I notice on all dam proposals, no one is looking into a multi-use dam. One producing power as well as using the dam for irrigation. I know it would cost more, but it would also benefit a lot more people.
But our state absolutely cannot afford to accept federal monies to pay most of the cost to expand Medicaid. After all, that would only help several thousand low income and disabled citizens and our medical facilities. What a boondoggle these programs can be when it comes to considering agriculture needs, while ignoring greater needs.
Thirty five million, who did the original estimate? That person or entity is wrong, fire them. It also depends on the criteria by which that 35 million came about. And i’m sure the criteria has increased and changed to get to the hundred and thirteen million. So Why wasn’t all the criteria given To obtain the cost estimate in 2017.
Or has the criteria changed In seven years. And the reality is, this dam is going to cost a lot more than a hundred and thirteen million when they’re done.Every large construction project of this scale always has overruns. What is the benefit cost per acre of irrigating these limited amounts of irrigators as compared to other parts of the state of wyoming.

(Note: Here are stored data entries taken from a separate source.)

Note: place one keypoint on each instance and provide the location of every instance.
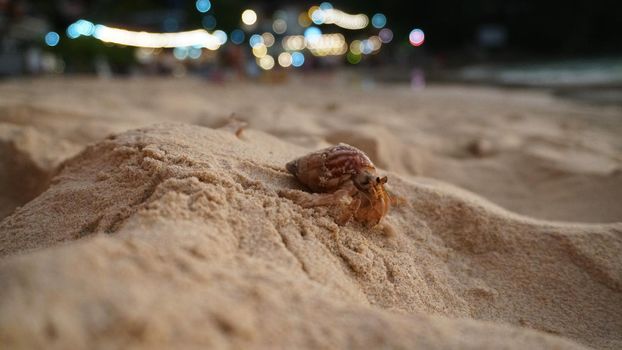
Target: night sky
(553, 27)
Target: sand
(134, 219)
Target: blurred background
(558, 44)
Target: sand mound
(25, 171)
(184, 241)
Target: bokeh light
(266, 62)
(416, 37)
(195, 53)
(180, 53)
(312, 34)
(237, 36)
(285, 59)
(255, 40)
(303, 20)
(249, 17)
(279, 26)
(260, 50)
(52, 39)
(353, 58)
(203, 5)
(386, 35)
(209, 22)
(221, 36)
(379, 20)
(298, 59)
(268, 39)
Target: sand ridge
(175, 235)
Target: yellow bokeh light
(355, 47)
(266, 62)
(279, 26)
(268, 39)
(304, 20)
(260, 50)
(285, 59)
(249, 17)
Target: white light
(221, 36)
(198, 38)
(255, 40)
(249, 17)
(268, 39)
(320, 45)
(339, 18)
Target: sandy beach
(133, 216)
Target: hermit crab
(342, 176)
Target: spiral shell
(327, 169)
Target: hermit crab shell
(327, 169)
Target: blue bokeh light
(255, 40)
(237, 36)
(209, 22)
(52, 39)
(203, 5)
(379, 20)
(72, 31)
(298, 59)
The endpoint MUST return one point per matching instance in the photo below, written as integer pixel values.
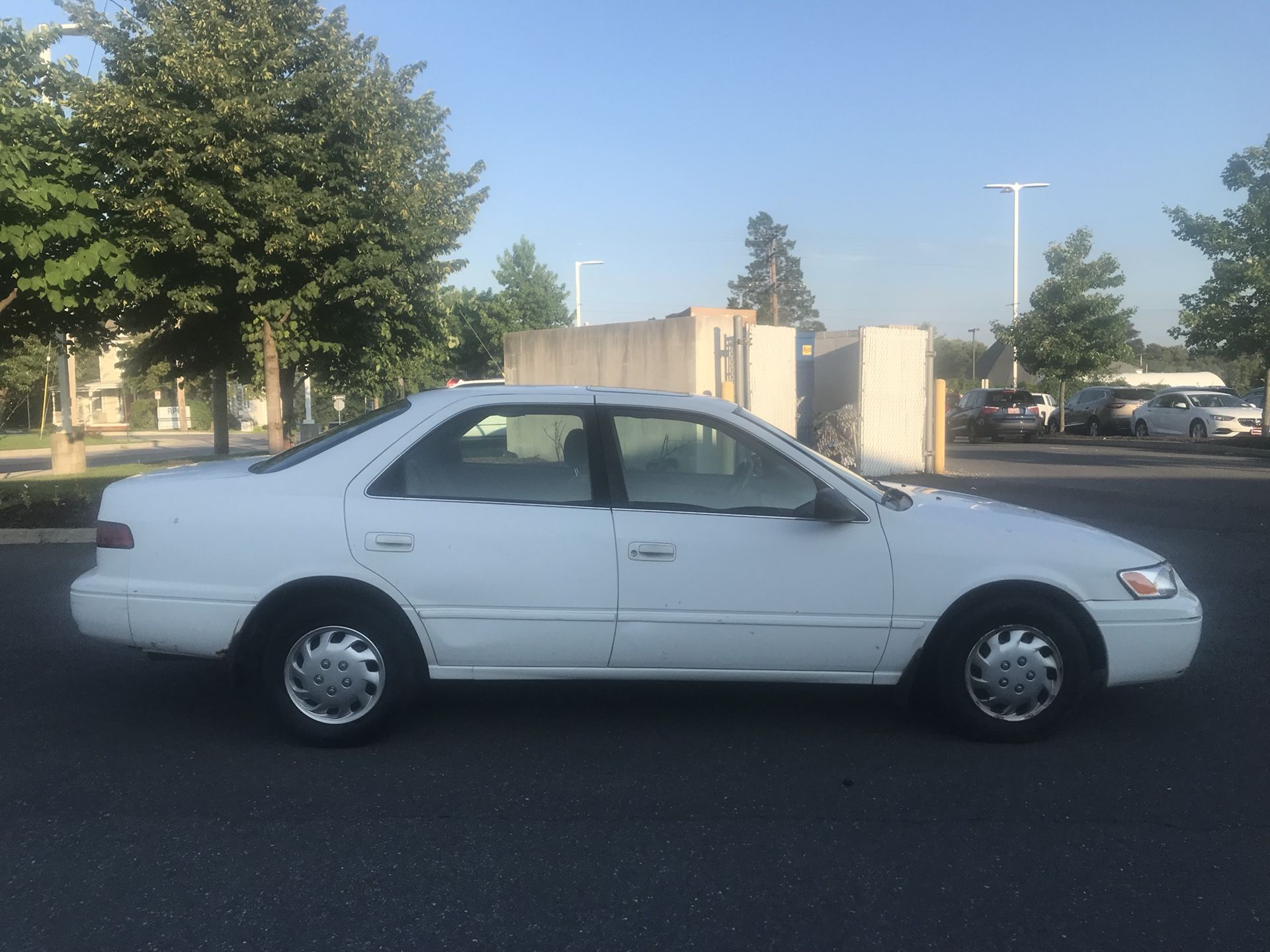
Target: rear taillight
(113, 535)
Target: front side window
(499, 455)
(685, 463)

Some disturbing points to this article – obviously the cost ($113,000,000) and when you divide that by 33 users (irrigators), that’s $3.42 MILLION per user! Another eye opening mention in this write-up is that fact that though virtually all of this project is funded by federal (all of us) money and much of the project site is on federal (public) land, some of the users are concerned about the public’s use of this reservoir!? Obviously another Wyoming welfare scheme masqueraded as “rugged individualists” trying to retain water in the State yet the public has to foot the bill and then keep off the reservoir and adjacent lands.
Most or possibly all of Wyoming is not economically viable corn country.
Or any other crop without irrigation of some sort. The soil & landscape in Wyoming is naturally by itself is not suitable for bountiful, abundant harvesting of even the hardy alfalfa without irrigation, muchless water hungry corn.
At this price, it would be cheaper to buy out these ranchers, and turn their land into state land.
This is the most sensible of solutions to offer when these kinds of boondoggles raise their heads. The world DOES NOT need more hay, alfalfa, or corn.